O país de origem do novo Papa, no entanto, teve pouco mais o que comemorar neste ano. A Argentina enfrenta a alta da inflação na área econômica, conflitos no campo político relacionados às tentativas do governo de Cristina Kirchner de limitar o poder da imprensa e uma onda recente de saques ao comércio em várias de suas províncias, desencadeada por greves das forças policiais.
Outros países da região enfrentaram turbulências diversas.
Na Bolívia, os problemas políticos se estenderam ao Brasil, com a fuga para cá do senador Roger Pinto, opositor do presidente Evo Morales, que havia passado uma temporada vivendo na embaixada brasileira em La Paz. A colaboração de um diplomata brasileiro na operação de fuga acabou sendo o estopim de uma crise que levou à saída de Antônio Patriota do cargo de Ministro das Relações Exteriores, que passou a ser ocupado por Luiz Alberto Figueiredo.
Na Venezuela, a morte de Hugo Chávez em março deste ano não significou mudança de rumos.
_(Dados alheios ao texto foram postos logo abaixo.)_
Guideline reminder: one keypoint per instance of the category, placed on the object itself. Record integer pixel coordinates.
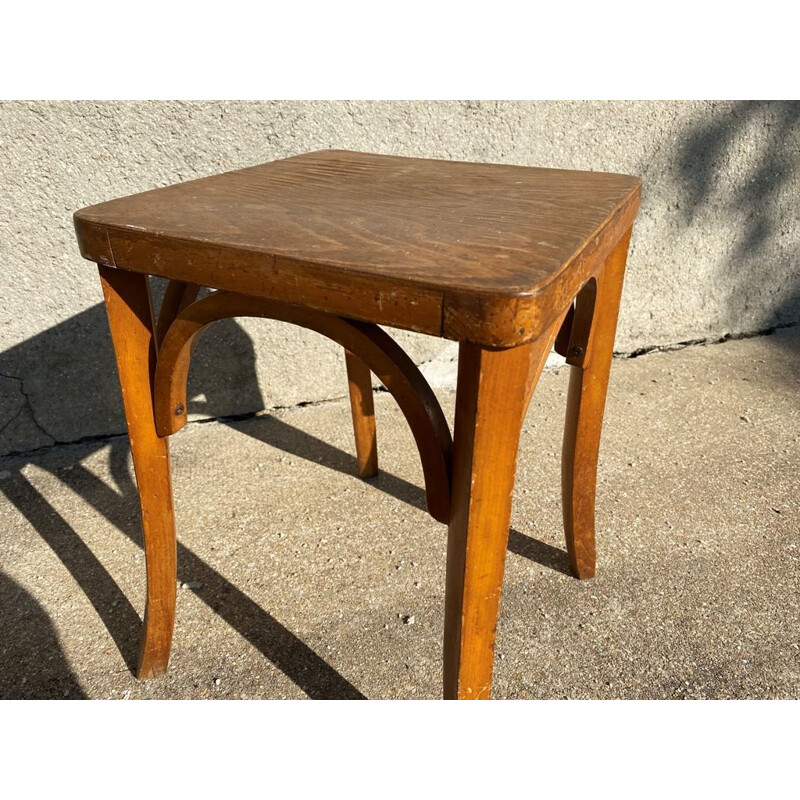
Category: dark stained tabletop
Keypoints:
(447, 228)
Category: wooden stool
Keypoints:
(506, 260)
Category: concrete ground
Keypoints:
(300, 580)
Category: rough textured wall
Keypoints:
(715, 250)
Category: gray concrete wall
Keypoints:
(715, 250)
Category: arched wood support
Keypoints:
(177, 297)
(366, 341)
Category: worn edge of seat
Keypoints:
(493, 318)
(508, 321)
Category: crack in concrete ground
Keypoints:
(644, 351)
(27, 404)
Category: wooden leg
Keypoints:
(590, 350)
(363, 409)
(130, 316)
(494, 388)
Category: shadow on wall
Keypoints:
(762, 202)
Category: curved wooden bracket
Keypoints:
(367, 341)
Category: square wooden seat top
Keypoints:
(486, 253)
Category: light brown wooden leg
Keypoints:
(494, 388)
(362, 406)
(130, 316)
(590, 350)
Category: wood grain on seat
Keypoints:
(454, 249)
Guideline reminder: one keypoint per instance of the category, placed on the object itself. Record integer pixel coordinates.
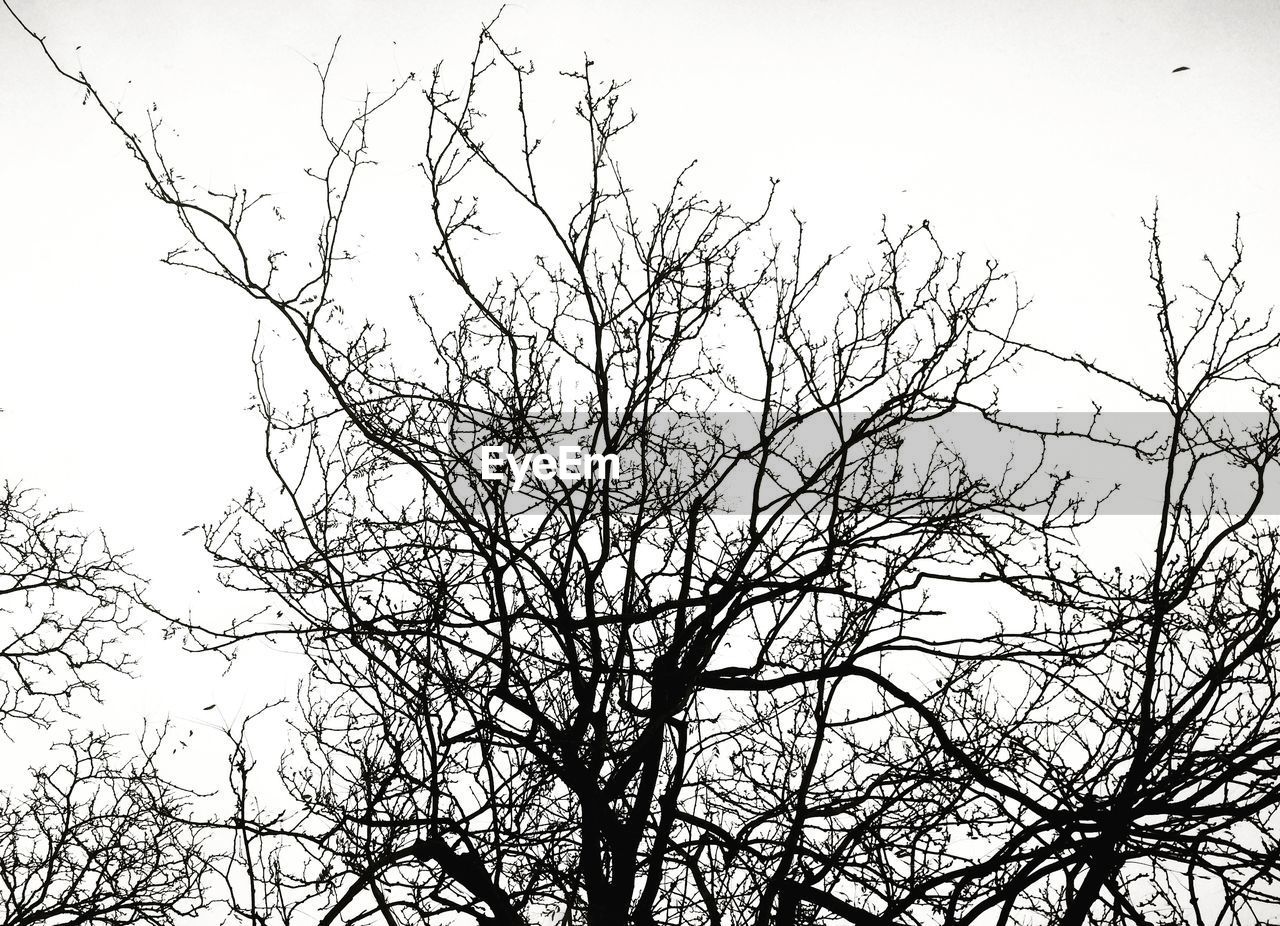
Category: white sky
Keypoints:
(1036, 132)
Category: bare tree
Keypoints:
(737, 673)
(65, 600)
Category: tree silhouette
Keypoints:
(782, 662)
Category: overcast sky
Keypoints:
(1034, 132)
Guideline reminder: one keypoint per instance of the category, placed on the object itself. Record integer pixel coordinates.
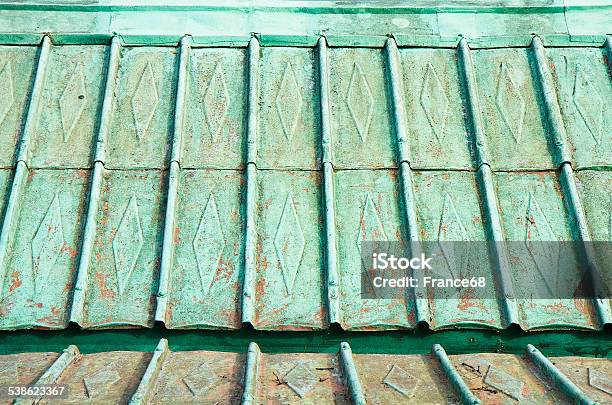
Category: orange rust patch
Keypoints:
(104, 291)
(16, 282)
(66, 248)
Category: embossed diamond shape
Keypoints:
(200, 381)
(451, 230)
(144, 101)
(216, 101)
(289, 102)
(72, 101)
(127, 244)
(434, 102)
(504, 382)
(401, 381)
(600, 380)
(360, 101)
(589, 103)
(510, 102)
(370, 226)
(9, 371)
(47, 244)
(545, 255)
(370, 229)
(300, 379)
(208, 244)
(289, 243)
(6, 90)
(99, 383)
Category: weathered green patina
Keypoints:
(131, 196)
(172, 166)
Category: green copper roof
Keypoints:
(208, 187)
(210, 178)
(252, 377)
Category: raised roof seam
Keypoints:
(405, 172)
(33, 114)
(557, 377)
(148, 381)
(251, 375)
(89, 234)
(54, 373)
(9, 225)
(108, 100)
(351, 375)
(331, 265)
(466, 395)
(559, 151)
(250, 240)
(576, 211)
(253, 99)
(248, 287)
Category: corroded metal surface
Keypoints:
(254, 377)
(207, 187)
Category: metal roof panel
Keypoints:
(122, 277)
(584, 91)
(143, 108)
(338, 146)
(69, 107)
(215, 109)
(208, 237)
(38, 285)
(17, 74)
(165, 376)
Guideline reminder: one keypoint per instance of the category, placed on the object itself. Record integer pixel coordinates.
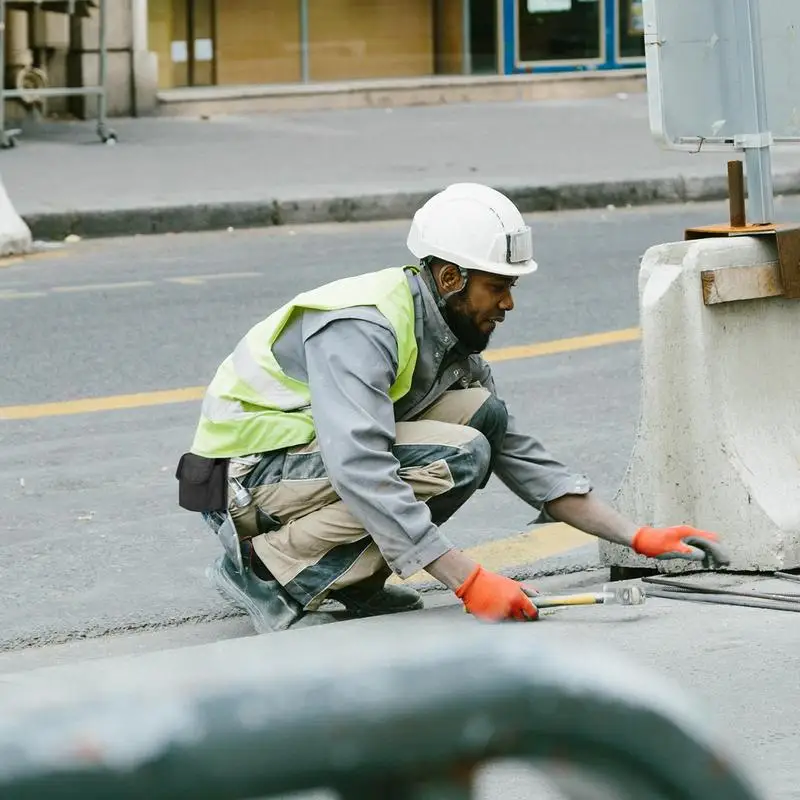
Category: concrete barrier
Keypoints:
(718, 442)
(15, 235)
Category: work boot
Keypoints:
(371, 597)
(270, 607)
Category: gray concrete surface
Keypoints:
(361, 164)
(736, 666)
(91, 538)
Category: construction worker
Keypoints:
(347, 426)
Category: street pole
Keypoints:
(755, 138)
(304, 66)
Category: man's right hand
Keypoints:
(494, 597)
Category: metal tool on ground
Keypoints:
(622, 595)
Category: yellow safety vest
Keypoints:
(251, 406)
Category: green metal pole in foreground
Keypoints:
(404, 710)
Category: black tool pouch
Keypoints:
(202, 483)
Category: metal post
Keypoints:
(466, 34)
(304, 67)
(754, 137)
(101, 97)
(4, 140)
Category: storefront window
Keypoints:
(631, 29)
(559, 30)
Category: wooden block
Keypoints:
(741, 283)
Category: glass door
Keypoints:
(559, 32)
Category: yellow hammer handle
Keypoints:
(553, 600)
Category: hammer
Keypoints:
(611, 594)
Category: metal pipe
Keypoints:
(724, 600)
(789, 597)
(753, 110)
(304, 58)
(139, 25)
(4, 138)
(466, 35)
(787, 576)
(103, 70)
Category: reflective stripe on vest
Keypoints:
(251, 406)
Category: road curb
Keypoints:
(97, 223)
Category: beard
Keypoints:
(465, 329)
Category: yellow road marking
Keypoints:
(11, 294)
(192, 393)
(10, 261)
(563, 345)
(101, 287)
(193, 280)
(92, 404)
(514, 551)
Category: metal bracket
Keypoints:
(762, 281)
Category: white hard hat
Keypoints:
(474, 227)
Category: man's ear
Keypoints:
(449, 279)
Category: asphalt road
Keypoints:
(92, 539)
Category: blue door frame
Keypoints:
(611, 62)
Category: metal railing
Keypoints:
(397, 708)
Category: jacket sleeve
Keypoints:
(525, 466)
(351, 365)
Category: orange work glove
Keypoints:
(680, 541)
(494, 597)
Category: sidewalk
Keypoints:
(179, 174)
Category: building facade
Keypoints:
(229, 42)
(163, 45)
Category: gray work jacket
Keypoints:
(349, 359)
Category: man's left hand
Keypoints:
(680, 541)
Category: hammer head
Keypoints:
(623, 595)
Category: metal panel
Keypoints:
(699, 77)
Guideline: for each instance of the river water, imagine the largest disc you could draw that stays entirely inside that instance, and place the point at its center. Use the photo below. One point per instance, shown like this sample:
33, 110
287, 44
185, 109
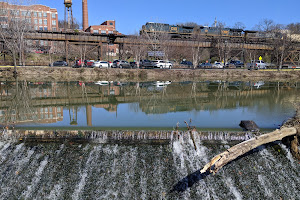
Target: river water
101, 170
114, 105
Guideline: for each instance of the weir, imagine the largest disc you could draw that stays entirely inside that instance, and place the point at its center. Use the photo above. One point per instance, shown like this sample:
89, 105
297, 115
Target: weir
151, 137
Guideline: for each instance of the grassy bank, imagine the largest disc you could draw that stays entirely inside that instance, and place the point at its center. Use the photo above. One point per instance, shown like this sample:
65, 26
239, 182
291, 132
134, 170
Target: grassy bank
96, 74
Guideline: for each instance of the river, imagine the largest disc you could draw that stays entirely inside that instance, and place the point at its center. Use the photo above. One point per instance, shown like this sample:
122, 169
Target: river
98, 169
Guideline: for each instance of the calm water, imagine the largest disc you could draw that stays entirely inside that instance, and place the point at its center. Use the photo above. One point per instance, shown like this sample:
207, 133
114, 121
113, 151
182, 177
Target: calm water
208, 104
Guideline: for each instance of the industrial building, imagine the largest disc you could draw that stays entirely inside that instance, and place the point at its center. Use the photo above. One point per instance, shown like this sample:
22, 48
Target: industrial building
38, 17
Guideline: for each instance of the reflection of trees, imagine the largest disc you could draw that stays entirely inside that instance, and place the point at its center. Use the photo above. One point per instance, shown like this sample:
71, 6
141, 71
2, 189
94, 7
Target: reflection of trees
22, 101
20, 104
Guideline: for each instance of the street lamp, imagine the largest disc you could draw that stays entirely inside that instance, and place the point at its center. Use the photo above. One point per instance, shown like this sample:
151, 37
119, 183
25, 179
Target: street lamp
225, 44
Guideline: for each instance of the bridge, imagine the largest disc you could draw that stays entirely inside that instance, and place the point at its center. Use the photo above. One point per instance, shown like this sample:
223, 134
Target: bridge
98, 39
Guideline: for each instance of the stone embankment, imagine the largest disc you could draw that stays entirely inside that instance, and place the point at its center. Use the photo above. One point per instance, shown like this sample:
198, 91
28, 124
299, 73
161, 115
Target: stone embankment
96, 74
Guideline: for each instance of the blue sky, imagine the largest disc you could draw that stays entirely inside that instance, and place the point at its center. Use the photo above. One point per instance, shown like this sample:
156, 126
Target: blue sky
130, 15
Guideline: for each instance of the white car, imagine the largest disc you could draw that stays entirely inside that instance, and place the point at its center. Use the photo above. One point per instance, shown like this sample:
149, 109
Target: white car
257, 64
218, 65
101, 64
162, 64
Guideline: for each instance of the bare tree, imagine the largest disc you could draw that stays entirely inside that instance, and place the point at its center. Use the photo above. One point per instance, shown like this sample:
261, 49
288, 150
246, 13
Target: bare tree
294, 28
197, 47
222, 43
239, 25
266, 25
13, 29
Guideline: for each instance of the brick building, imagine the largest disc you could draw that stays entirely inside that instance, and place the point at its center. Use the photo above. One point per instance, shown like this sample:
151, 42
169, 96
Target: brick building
38, 17
107, 27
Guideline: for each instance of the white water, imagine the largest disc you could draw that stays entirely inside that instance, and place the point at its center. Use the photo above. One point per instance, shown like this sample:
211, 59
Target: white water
111, 171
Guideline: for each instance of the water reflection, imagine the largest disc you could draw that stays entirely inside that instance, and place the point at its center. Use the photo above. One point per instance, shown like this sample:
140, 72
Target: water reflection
146, 104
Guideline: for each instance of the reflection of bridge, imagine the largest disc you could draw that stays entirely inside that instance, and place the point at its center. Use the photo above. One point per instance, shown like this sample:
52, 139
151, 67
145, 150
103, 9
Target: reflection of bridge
171, 98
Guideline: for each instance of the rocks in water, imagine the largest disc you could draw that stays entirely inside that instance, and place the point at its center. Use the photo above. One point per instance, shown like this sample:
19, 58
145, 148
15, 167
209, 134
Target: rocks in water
249, 125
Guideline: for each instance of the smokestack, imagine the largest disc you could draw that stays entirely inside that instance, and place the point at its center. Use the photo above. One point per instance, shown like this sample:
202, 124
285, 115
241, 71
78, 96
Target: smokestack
85, 16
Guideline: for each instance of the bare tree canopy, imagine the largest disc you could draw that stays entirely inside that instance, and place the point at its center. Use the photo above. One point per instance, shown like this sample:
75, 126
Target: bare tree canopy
239, 25
13, 28
294, 28
266, 25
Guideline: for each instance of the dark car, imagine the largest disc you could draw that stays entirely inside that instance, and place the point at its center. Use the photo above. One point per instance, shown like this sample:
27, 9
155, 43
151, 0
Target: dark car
121, 64
59, 64
235, 64
133, 64
186, 63
205, 66
89, 63
146, 64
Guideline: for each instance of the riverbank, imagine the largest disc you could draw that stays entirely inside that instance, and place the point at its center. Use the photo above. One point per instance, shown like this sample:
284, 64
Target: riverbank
113, 74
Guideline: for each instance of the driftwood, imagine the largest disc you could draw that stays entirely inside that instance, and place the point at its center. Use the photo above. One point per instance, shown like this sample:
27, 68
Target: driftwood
232, 153
249, 125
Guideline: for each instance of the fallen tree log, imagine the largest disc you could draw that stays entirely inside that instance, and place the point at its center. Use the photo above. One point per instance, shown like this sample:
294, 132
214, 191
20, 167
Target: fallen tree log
232, 153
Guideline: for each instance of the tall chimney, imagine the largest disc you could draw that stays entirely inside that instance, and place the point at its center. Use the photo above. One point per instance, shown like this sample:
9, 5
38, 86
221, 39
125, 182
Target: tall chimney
85, 16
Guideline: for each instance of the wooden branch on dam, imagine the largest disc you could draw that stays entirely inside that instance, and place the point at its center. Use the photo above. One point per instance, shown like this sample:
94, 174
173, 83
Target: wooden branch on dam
234, 152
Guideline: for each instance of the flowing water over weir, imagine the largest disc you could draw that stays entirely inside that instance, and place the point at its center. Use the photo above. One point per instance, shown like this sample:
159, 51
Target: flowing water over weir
102, 169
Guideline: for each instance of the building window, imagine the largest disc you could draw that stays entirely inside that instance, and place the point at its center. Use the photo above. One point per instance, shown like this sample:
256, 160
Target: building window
24, 13
28, 21
14, 12
3, 12
3, 19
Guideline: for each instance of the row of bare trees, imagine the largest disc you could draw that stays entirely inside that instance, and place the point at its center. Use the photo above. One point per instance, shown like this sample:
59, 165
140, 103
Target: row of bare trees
199, 49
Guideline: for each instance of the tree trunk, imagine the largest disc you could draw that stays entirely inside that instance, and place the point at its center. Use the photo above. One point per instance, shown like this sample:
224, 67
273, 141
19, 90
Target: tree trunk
231, 154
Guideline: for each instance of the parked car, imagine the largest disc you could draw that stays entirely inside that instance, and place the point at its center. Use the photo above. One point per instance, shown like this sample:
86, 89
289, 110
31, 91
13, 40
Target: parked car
121, 64
88, 63
133, 64
163, 64
101, 64
218, 65
59, 64
205, 65
257, 64
146, 64
78, 64
234, 64
186, 63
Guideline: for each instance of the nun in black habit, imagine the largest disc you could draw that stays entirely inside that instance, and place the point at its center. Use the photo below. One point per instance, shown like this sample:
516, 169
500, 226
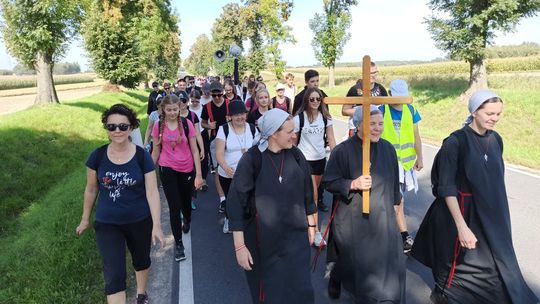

O país, agora governado pelo presidente eleito Nicolás Maduro, que era vice-presidente no governo anterior, continua enfrentando grave crise econômica.
O Paraguai, onde o ambiente político foi menos instável do que o do ano passado – ano do impeachment do presidente Fernando Lugo –, também teve eleições em 2013, vencidas por Horácio Cartes. Vale lembrar que o Paraguai havia sido suspenso do Mercosul por conta da forma como Lugo foi tirado do poder e que, ato contínuo, a Venezuela foi aceita no bloco, aproveitando-se da ausência do Paraguai, cujo congresso se opunha à sua entrada. Agora, com a eleição de Cartes, o Paraguai já sinalizou que pretende voltar ao Mercosul e o Congresso paraguaio deverá formalizar, até o final deste ano, a sua aprovação ao ingresso da Venezuela, normalizando a situação do bloco.
Outros dois países pediram em 2013 para se tornar membros permanentes do Mercosul: Bolívia e Equador. Estes também fazem parte de outra organização de integração regional, a Comunidade Andina (CAN), da qual nenhum deles pretende se afastar – o que deve trazer complicações na conciliação tarifária, considerando que tanto o Mercosul quanto a CAN têm suas próprias Tarifas Externas Comuns.
A entrada desses países e o retorno do Paraguai só deve aumentar a dificuldade do Mercosul em alcançar o consenso necessário para firmar acordos de livre comércio com terceiros países. Dificuldade que vem sendo enfrentada na negociação entre esse bloco e a União Europeia, que se arrasta há anos e foi retomada com mais força em 2013.
Em um caminho menos acidentado parecem estar os países da Aliança do Pacífico, bloco fundado dois anos atrás por Chile, Colômbia, México e Peru, que pretende eliminar 90% das tarifas de importação dos produtos comercializados entre seus membros. Em maio de 2013 ocorreu a sétima reunião de cúpula dessa Aliança, na qual se aprovou o ingresso da Costa Rica. O bloco conta, ainda, com dezesseis Estados observadores – entre eles, Panamá, Espanha, Canadá, Japão e até mesmo o Paraguai.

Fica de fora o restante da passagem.